Another important aspect in the evaluation is the so-called “hidden cardiotoxicity”, this is the toxicity of drugs that only manifests itself in the diseased heart. Drugs are not routinely tested in preclinical models of cardiovascular disease, and this may be one of the main causes of the relatively high rate of cardiotoxicity issues with many medicinal products.

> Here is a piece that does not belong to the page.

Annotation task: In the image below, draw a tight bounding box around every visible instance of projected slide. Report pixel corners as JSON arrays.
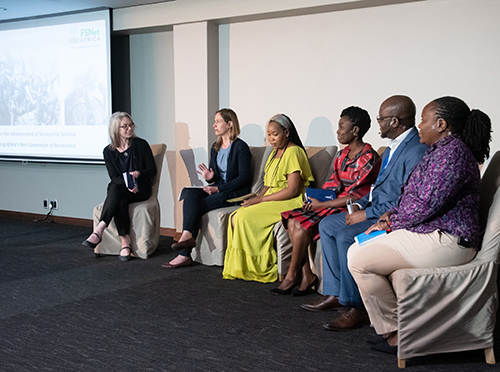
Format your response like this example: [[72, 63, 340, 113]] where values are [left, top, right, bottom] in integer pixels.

In a recent review by Tang (2022), a novel approach to preclinical assessment for drug-induced mitochondrial toxicity has been proposed. The methodology uses in vitro cardiomyocyte models and proposes to include mitochondrial endpoints in cardiotoxicity assays (morphology, oxygen consumption rate, ATP level, redox homeostasis, MMP). The mitochondrial toxicity assays are performed in the preclinical phase, alongside the established in vitro hERG/Ikr assay and in vivo QT assay. The inclusion of such testing in the integrated risk assessment yields a low-risk candidate drug that may be safely tested in early phase clinical trials.